I’ve always said that I’m a normal teen, even when people say how mindful I am. Yes, I know how to control my stress, but sometimes it’s hard even for me.

This has been a rough year. My grandpa died from cancer, we’ve been stuck in the house for a year because of Covid, my great-grandma died from Covid, I joined a vaccine study for teens and I don’t know if I got the placebo, and of course I still have all the old stressors of school work, grades, extracurricular activities, studying for the SAT, getting into college, working on Wuf Shanti (as I write this, we are doing an evidenced based study on our curriculum, I just finished writing a mindfulness book for teens and am having it reviewed by an editor, and I am recording audio meditations and videos for Inner Explorer and Stressed Teens).

It’s a lot, I know, but I didn’t really think I was stressed. I mean, I didn’t feel stressed, or maybe I wasn’t aware that I was stressed. It’s funny because I’m a mental health advocate and it turns out that I was unknowingly experiencing huge levels of anxiety. How did I figure it out?

When I went to get the first vaccine shot for the study, I felt totally fine, not stressed or nervous at all….BUT my blood pressure was so sky high that they told me it was almost stroke level! What?! I laughed. Honestly, I thought their machines were broken, even though they took my blood pressure four times and it repeatedly said the same thing. The nurse kept asking me if I was nervous, and I kept replying no, which was totally true… in my mind. My body was telling me another story. My subconscious mind was obviously very anxious. After the vaccine shot was given, and they took my vitals an hour later, my blood pressure was normal.

This is the moment I realized that maybe I’m not as self-aware as I thought I was, because if I don’t even know when I’m stressed, then how can I control it? More than 6,000 scientific studies have been done showing the benefits of mindfulness, and many of them focus on physical effects, such as lowering blood pressure. So, we know mindfulness helps. But as we know from the SEL studies, self-awareness is an important precursor, because if I don’t know that I’m stressed to the point of having a stroke, then I won’t know to do a mindfulness practice that may be able to calm me.

That was last week. Now, contrast that experience with today, the first time I ever took the SAT. Wow, did I feel stressed! I KNEW that I was feeling super anxious. I decided to take my blood pressure with a cuff we had at home, expecting the same high levels from the week before when I was at the vaccine study. I was shocked that the blood pressure was normal! I took it again because again I thought the machine was broken, in the opposite way this time! And again, I got a normal result. All three times.

What does this tell us? That when I feel stressed, my blood pressure is fine, and when I don’t feel stressed, my blood pressure is sky high? That I have to do a better job working on my self-awareness and figuring out what my subconscious is up to? That our bodies can give us clues if we learn to listen? Here’s a big one… that maybe I have to remember to practice what I preach, meaning like on a daily basis! Sometimes I get too busy and I forget my mindfulness practice for the day, and sometimes if I’m feeling great, I won’t feel the need to do a mindful practice. Yet, I tell everyone else that they should try practicing for at least five minutes every day. I used to, so why did I stop? Did I think I was immune to the effects of stress? Well, apparently, I am not. Did I think that I was adept at always recognizing my stress levels? Yup, I did.

I guess this is a good lesson, or a good reminder for me. Last night, before I went to sleep around midnight, I forced myself to do a gratitude practice, a heartfulness practice, and a chakra practice. It literally took me ten minutes from start to finish, maybe less, to be thankful, surround myself in light, and send kindness to myself and others.

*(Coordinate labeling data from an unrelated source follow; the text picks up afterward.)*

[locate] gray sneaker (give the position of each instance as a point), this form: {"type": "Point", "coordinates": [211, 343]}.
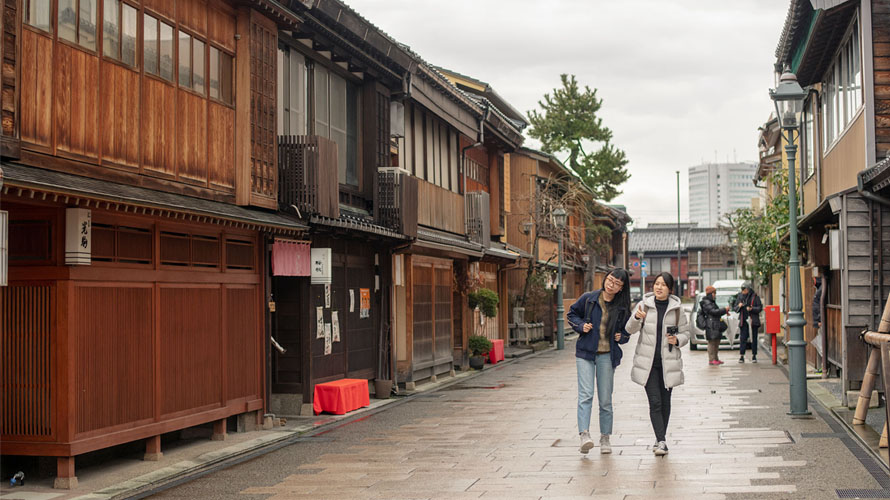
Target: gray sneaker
{"type": "Point", "coordinates": [605, 445]}
{"type": "Point", "coordinates": [586, 442]}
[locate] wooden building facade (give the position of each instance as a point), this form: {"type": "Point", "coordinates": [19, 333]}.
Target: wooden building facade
{"type": "Point", "coordinates": [138, 156]}
{"type": "Point", "coordinates": [838, 49]}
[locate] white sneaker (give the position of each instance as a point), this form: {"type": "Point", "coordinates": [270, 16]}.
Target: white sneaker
{"type": "Point", "coordinates": [605, 445]}
{"type": "Point", "coordinates": [586, 442]}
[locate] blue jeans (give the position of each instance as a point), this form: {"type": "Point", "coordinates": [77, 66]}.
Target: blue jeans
{"type": "Point", "coordinates": [602, 373]}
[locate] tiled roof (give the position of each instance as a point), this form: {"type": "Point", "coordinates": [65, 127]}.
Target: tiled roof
{"type": "Point", "coordinates": [663, 239]}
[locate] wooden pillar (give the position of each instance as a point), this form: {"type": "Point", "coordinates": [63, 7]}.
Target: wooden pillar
{"type": "Point", "coordinates": [883, 442]}
{"type": "Point", "coordinates": [868, 385]}
{"type": "Point", "coordinates": [219, 430]}
{"type": "Point", "coordinates": [65, 478]}
{"type": "Point", "coordinates": [153, 449]}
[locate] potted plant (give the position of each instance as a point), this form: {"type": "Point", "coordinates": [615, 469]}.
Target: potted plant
{"type": "Point", "coordinates": [479, 348]}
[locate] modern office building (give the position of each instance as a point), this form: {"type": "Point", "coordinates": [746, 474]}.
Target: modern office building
{"type": "Point", "coordinates": [716, 189]}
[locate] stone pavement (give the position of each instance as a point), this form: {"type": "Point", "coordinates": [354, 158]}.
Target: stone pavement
{"type": "Point", "coordinates": [510, 433]}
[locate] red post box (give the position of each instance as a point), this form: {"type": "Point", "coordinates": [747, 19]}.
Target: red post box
{"type": "Point", "coordinates": [773, 326]}
{"type": "Point", "coordinates": [773, 320]}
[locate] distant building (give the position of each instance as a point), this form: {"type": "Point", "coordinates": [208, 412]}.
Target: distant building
{"type": "Point", "coordinates": [716, 189]}
{"type": "Point", "coordinates": [706, 255]}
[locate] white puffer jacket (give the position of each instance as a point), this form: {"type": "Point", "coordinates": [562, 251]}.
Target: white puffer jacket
{"type": "Point", "coordinates": [671, 361]}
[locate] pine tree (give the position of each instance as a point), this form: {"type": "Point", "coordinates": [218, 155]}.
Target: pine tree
{"type": "Point", "coordinates": [567, 121]}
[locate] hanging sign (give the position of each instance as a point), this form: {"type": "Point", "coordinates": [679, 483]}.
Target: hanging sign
{"type": "Point", "coordinates": [78, 233]}
{"type": "Point", "coordinates": [365, 311]}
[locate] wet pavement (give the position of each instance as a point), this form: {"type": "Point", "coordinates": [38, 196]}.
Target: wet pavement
{"type": "Point", "coordinates": [511, 433]}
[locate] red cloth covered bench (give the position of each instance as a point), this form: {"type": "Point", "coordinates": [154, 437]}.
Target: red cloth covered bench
{"type": "Point", "coordinates": [497, 351]}
{"type": "Point", "coordinates": [341, 396]}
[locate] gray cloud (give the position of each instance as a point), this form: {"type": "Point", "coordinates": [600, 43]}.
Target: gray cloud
{"type": "Point", "coordinates": [680, 79]}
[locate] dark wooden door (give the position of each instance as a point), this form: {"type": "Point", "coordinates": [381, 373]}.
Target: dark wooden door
{"type": "Point", "coordinates": [287, 367]}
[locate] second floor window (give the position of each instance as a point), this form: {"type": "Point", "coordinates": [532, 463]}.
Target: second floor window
{"type": "Point", "coordinates": [191, 63]}
{"type": "Point", "coordinates": [77, 22]}
{"type": "Point", "coordinates": [809, 157]}
{"type": "Point", "coordinates": [37, 14]}
{"type": "Point", "coordinates": [119, 32]}
{"type": "Point", "coordinates": [842, 89]}
{"type": "Point", "coordinates": [336, 106]}
{"type": "Point", "coordinates": [158, 48]}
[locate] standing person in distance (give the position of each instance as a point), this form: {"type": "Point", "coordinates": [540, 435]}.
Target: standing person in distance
{"type": "Point", "coordinates": [658, 366]}
{"type": "Point", "coordinates": [748, 306]}
{"type": "Point", "coordinates": [599, 317]}
{"type": "Point", "coordinates": [713, 333]}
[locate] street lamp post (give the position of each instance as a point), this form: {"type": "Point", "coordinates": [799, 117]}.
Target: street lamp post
{"type": "Point", "coordinates": [788, 98]}
{"type": "Point", "coordinates": [559, 217]}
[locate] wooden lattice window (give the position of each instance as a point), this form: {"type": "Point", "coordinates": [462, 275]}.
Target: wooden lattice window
{"type": "Point", "coordinates": [190, 250]}
{"type": "Point", "coordinates": [121, 244]}
{"type": "Point", "coordinates": [239, 253]}
{"type": "Point", "coordinates": [263, 52]}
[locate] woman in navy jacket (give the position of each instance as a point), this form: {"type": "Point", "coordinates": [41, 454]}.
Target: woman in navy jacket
{"type": "Point", "coordinates": [599, 317]}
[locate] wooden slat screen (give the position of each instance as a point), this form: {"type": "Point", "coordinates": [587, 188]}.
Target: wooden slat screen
{"type": "Point", "coordinates": [423, 313]}
{"type": "Point", "coordinates": [308, 175]}
{"type": "Point", "coordinates": [113, 366]}
{"type": "Point", "coordinates": [443, 281]}
{"type": "Point", "coordinates": [263, 53]}
{"type": "Point", "coordinates": [191, 348]}
{"type": "Point", "coordinates": [26, 337]}
{"type": "Point", "coordinates": [241, 343]}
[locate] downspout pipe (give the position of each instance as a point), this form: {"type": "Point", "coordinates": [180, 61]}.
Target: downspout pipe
{"type": "Point", "coordinates": [860, 186]}
{"type": "Point", "coordinates": [479, 142]}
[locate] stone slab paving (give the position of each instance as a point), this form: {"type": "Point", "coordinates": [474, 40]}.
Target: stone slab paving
{"type": "Point", "coordinates": [511, 433]}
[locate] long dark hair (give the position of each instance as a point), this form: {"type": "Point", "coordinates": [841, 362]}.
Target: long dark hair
{"type": "Point", "coordinates": [622, 298]}
{"type": "Point", "coordinates": [668, 280]}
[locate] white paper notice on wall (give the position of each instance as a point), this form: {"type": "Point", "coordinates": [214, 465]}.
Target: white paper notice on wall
{"type": "Point", "coordinates": [327, 338]}
{"type": "Point", "coordinates": [335, 326]}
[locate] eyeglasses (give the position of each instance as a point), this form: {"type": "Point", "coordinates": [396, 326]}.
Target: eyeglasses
{"type": "Point", "coordinates": [610, 281]}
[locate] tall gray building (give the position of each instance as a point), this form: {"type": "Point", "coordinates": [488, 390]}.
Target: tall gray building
{"type": "Point", "coordinates": [719, 188]}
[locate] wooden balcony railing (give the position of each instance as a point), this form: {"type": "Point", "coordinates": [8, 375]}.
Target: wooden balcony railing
{"type": "Point", "coordinates": [397, 201]}
{"type": "Point", "coordinates": [307, 175]}
{"type": "Point", "coordinates": [440, 208]}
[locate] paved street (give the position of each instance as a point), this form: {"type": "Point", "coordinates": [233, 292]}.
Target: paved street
{"type": "Point", "coordinates": [510, 433]}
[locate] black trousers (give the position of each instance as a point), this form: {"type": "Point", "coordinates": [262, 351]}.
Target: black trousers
{"type": "Point", "coordinates": [659, 402]}
{"type": "Point", "coordinates": [743, 339]}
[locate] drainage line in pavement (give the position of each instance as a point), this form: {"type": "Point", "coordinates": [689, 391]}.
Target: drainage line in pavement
{"type": "Point", "coordinates": [860, 451]}
{"type": "Point", "coordinates": [304, 437]}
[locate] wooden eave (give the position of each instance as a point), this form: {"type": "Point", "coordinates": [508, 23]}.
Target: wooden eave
{"type": "Point", "coordinates": [820, 46]}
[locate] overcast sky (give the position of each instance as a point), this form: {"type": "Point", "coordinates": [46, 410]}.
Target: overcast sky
{"type": "Point", "coordinates": [682, 81]}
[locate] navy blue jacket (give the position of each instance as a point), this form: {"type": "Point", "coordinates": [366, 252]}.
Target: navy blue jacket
{"type": "Point", "coordinates": [587, 310]}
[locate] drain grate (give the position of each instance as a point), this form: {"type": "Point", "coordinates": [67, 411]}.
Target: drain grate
{"type": "Point", "coordinates": [853, 493]}
{"type": "Point", "coordinates": [839, 435]}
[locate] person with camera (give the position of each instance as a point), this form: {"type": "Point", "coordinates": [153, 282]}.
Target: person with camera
{"type": "Point", "coordinates": [714, 326]}
{"type": "Point", "coordinates": [657, 364]}
{"type": "Point", "coordinates": [599, 317]}
{"type": "Point", "coordinates": [748, 305]}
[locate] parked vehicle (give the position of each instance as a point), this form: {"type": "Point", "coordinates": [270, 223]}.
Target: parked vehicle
{"type": "Point", "coordinates": [727, 290]}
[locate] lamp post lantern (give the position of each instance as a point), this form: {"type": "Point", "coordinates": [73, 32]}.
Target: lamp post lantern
{"type": "Point", "coordinates": [788, 97]}
{"type": "Point", "coordinates": [559, 218]}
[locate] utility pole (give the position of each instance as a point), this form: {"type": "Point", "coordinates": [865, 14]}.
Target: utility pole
{"type": "Point", "coordinates": [679, 262]}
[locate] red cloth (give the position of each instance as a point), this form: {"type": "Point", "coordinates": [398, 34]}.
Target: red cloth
{"type": "Point", "coordinates": [291, 258]}
{"type": "Point", "coordinates": [497, 351]}
{"type": "Point", "coordinates": [341, 396]}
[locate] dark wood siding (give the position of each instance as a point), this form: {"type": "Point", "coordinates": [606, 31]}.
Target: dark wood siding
{"type": "Point", "coordinates": [880, 19]}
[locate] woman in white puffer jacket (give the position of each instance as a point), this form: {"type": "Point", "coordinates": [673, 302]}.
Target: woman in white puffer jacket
{"type": "Point", "coordinates": [658, 365]}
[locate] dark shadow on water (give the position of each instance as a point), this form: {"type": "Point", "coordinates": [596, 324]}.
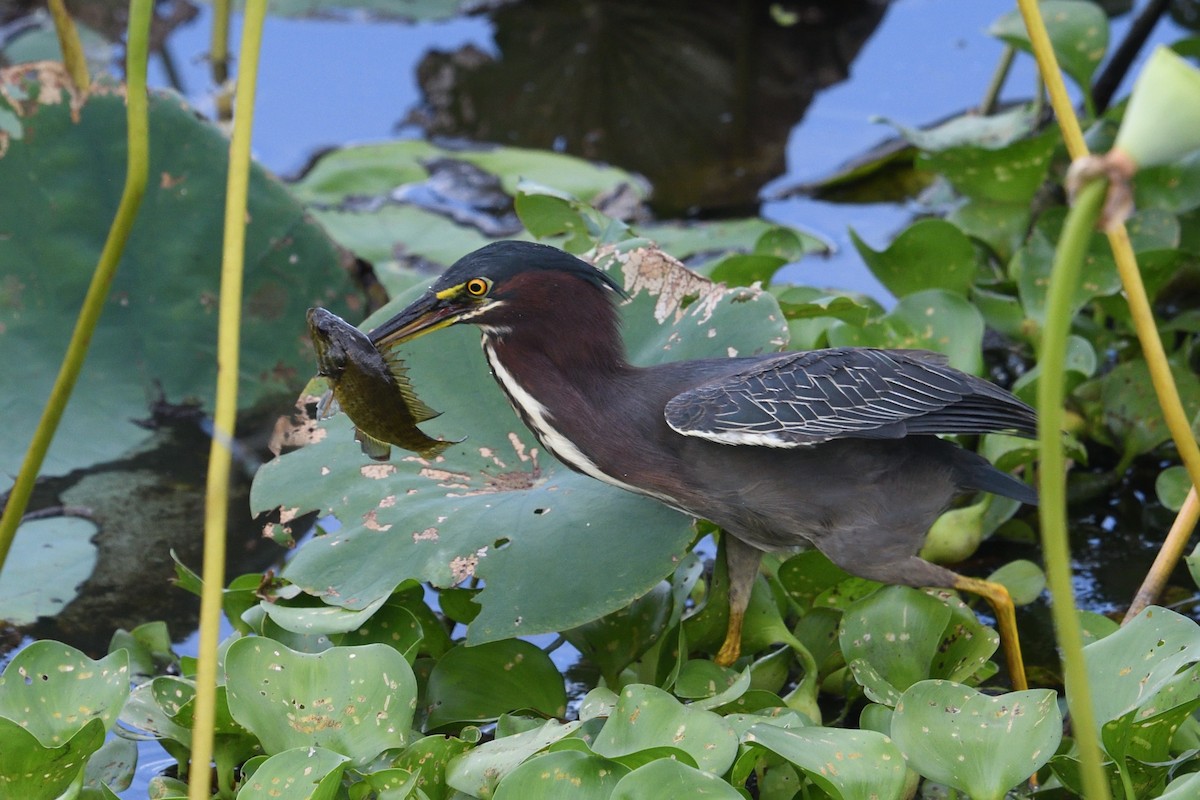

I was reminded of how crucial it is to do our own practice(s) when I sent out a newsletter to my Board of Advisors, mentors, and guides, many of which are in the same industry, and I was grateful how many people wrote me back and said the same thing: They all go through bouts of anxiety and stress, and it’s normal. As mental health advocates, we are not perfect ourselves. Yes, we understand the importance of self-care, but we also need to remember to make our own mental (and physical) health a priority and send ourselves compassion. We have to take time for ourselves to relax and be in a calm space, and practice what we preach so that we can continue to be a leader in this field and help others.

For me, right now, I think this means going back to the 5 minute rule, even when I’m busy or feeling totally fine. Starting now. Again. Remember, every moment is a new opportunity to begin again. And even the most mindful of us have to take a deep breath and begin again. I’m filled with gratitude that I have that opportunity.